Abstract
ZigBee is based on IEEE 802.15.4 which specifies the physical layer and medium access control (MAC) for low-cost and low-power LR-WPAN. The technology can be applied in intelligent key, A/C operation and steering wheel inside vehicles. There are two types of devices in ZigBee, FFD and RFD. A FFD can communicate with RFDs and other FFDs, while a RFD can only communicate with a FFD. In ZigBee physical layer, it follows IEEE 802.15.4 standard and operates in unlicensed RF worldwide (2.4GHz global, 915MHz Americas or 868 MHz Europe). A superframe contained an active portion and an inactive portion is used in the MAC layer of ZigBee. The active portion includes CAP and CFP. In the inactive partition, the coordinator can enter sleep mode to save its power. Three main topologies of ZigBee are star, mesh, and tree. However, ZigBee is successfully produced into a low-cost controller applied for automotive applications, including vehicle control and status monitoring. According to the forecast of ON World in 2005 (ON WORLD, 2009), the deployed wireless sensing network nodes will increase to 127 million in 2010 from 1.2 million in 2005. It can be applied in home automation, battlefield surveillance, health care applications and vehicular environments. A wireless sensor network (WSN) constitutes a lot of wireless sensing nodes. In addition, a node in WSN consists of one or more sensors, a radio transceiver, and a microcontroller. The sensor can be used for sensing temperature, pressure, sound, vibration, motion or position, etc. to collect status from devices or environments. The transceiver is used to relay the information of the collected status computed by the microcontroller to a center node, called a gateway or sink. Therefore, a WSN belongs to one type of wireless ad-hoc networks. However, the nodes in a WSN are usually smaller than that in traditional wireless ad-hoc networks regarding node size, computing power, memory size, and transmission rage. In other words, the transmission ability, computing power, and memory size of WSN nodes are limited.
Top5.1 Introduction
In vehicular environments, a wireless personal area network (WPAN) is required because a driver is a master for the vehicle. The driver interacts with his/her vehicle according to the collected information from WPAN and a controller area network (CAN). The standard of WPANs is defined in the 15th working group of the IEEE 802.15. There are six task groups in the working group as shown in the following.

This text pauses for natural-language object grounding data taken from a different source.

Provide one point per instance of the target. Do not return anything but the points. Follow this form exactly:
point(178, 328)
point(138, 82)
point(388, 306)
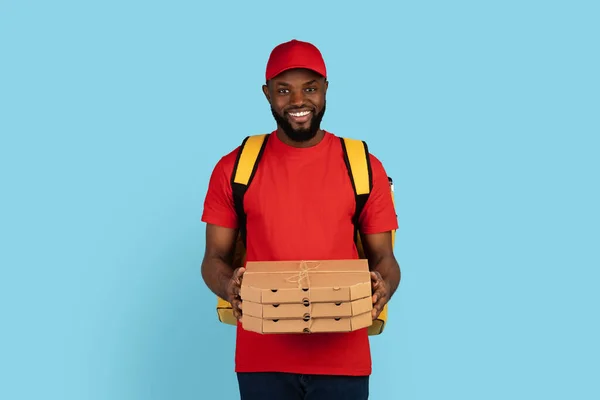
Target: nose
point(297, 98)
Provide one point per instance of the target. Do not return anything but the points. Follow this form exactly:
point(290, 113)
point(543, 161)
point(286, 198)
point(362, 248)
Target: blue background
point(113, 113)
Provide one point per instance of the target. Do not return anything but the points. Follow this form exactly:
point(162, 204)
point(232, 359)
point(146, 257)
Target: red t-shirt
point(300, 205)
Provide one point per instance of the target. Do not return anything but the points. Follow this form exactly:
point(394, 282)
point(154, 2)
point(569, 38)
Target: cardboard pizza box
point(306, 296)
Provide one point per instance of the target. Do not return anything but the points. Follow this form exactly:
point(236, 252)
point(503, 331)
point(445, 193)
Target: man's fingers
point(239, 272)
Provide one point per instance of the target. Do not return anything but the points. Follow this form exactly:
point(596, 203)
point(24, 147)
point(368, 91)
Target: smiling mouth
point(300, 116)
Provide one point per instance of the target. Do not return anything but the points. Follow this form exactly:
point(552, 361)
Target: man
point(299, 206)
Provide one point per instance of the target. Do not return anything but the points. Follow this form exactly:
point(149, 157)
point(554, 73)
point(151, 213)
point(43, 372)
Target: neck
point(309, 143)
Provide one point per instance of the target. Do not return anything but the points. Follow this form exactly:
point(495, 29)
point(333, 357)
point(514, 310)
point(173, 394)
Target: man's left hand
point(380, 293)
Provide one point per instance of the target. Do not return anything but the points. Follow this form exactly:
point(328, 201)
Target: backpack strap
point(358, 162)
point(244, 169)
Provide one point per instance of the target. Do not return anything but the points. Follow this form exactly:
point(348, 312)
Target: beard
point(302, 134)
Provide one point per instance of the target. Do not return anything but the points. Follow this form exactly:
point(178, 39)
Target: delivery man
point(299, 207)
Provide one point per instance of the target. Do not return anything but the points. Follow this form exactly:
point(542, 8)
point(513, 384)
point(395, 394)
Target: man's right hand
point(233, 292)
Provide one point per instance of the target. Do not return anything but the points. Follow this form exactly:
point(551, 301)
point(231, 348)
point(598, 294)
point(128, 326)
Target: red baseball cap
point(295, 54)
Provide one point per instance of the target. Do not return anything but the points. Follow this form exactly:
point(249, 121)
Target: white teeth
point(300, 114)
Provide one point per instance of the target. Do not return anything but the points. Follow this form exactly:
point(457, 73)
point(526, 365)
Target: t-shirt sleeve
point(218, 203)
point(379, 214)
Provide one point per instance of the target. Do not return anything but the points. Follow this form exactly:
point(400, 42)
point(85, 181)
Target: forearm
point(388, 268)
point(217, 273)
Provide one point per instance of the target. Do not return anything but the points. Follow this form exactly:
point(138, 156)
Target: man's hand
point(233, 292)
point(381, 293)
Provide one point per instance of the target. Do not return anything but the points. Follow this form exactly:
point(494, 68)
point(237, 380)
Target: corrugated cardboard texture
point(306, 296)
point(310, 310)
point(317, 325)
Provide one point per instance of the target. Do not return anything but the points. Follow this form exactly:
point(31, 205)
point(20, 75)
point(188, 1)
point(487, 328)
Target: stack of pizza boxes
point(306, 296)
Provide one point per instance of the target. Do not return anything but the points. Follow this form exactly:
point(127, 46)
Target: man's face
point(297, 99)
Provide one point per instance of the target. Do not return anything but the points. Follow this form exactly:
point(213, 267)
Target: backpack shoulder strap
point(244, 169)
point(358, 162)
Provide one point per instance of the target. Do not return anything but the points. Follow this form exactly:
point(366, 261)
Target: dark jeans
point(283, 386)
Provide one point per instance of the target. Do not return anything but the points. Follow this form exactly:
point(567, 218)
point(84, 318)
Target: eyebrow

• IEEE 802.15.1: Bluetooth
• IEEE 802.15.2: Coexistence
• IEEE 802.15.3: High rate WPANs (HR-WPAN), UWB
• IEEE 802.15.4: Low rate WPANs (LR-WPAN), ZigBee
• IEEE 802.15.5: Mesh network
• IEEE 802.15.6: Body area network technologies
In this chapter, we will focus on the introduction of ZigBee based on IEEE 802.15.4, a standard completed in May 2003 which specifies the physical layer and medium access control (MAC) for low-cost and low-power LR-WPAN. Although ZigBee-style networks created by the Firefly Working Group in 1999 become ZigBee later, the group does not exist now. Today’s ZigBee was adopted in 2003 and built on the IEEE 802.15.4 LR-WPAN standard and the ZigBee Alliance ratified the first ZigBee standard in December 2004 (Geer, 2005).
Top5.2 Overview Of Ieee 802.15.4
The IEEE802.15.4 standard is the basis for the ZigBee specification. It specified the physical layer and MAC layer for LR-WPAN, providing the fundamental lower layers of WPAN. Upper layers of the protocol stack include application profiles defined by ZigBee Alliance. The architecture ZigBee/802.15.4 is shown in Figure 1.
Figure 1. ZigBee/802.15.4 architecture
The architecture focuses on low-cost, low-speed ubiquitous communication between devices. Furthermore, the features of IEEE 802.15.4 are illustrated as follows according to the mention of LR-WPAN Task Group (The IEEE 802.15.4 WPAN Task Group, 2009). Its applications are shown in Figure 2.
• Data rates of 250 kbps, 40 kbps, and 20 kbps
• Star or peer-to-peer operation
• Dynamic device addressing
• Two addressing modes are implemented, including 16-bit short and 64-bit IEEE addressing
• Support for critical latency devices, such as joysticks
• Carrier Sense Multiple Access/Collision Avoidance (CSMA/CA) channel access is provided
• Automatic network is established by the coordinator
• Fully handshaked protocol for reliability of transmission
• Power management is implemented to ensure low power consumption
• 27 different channels, including 16 channels in the 2.4GHz ISM band, 10 channels in the 915MHz band and one channel in the 868MHz band
Two different types of devices are defined in an LR-WPAN, a full function device (FFD) and a reduced function device (RFD). A FFD can communicate with RFDs and other FFDs, while a RFD can only communicate with a FFD. FFD can operate in the device, coordinator, and PAN coordinator modes, while RFD can only operate in the device mode. The comparison between FFD and RFD is shown in Figure 3.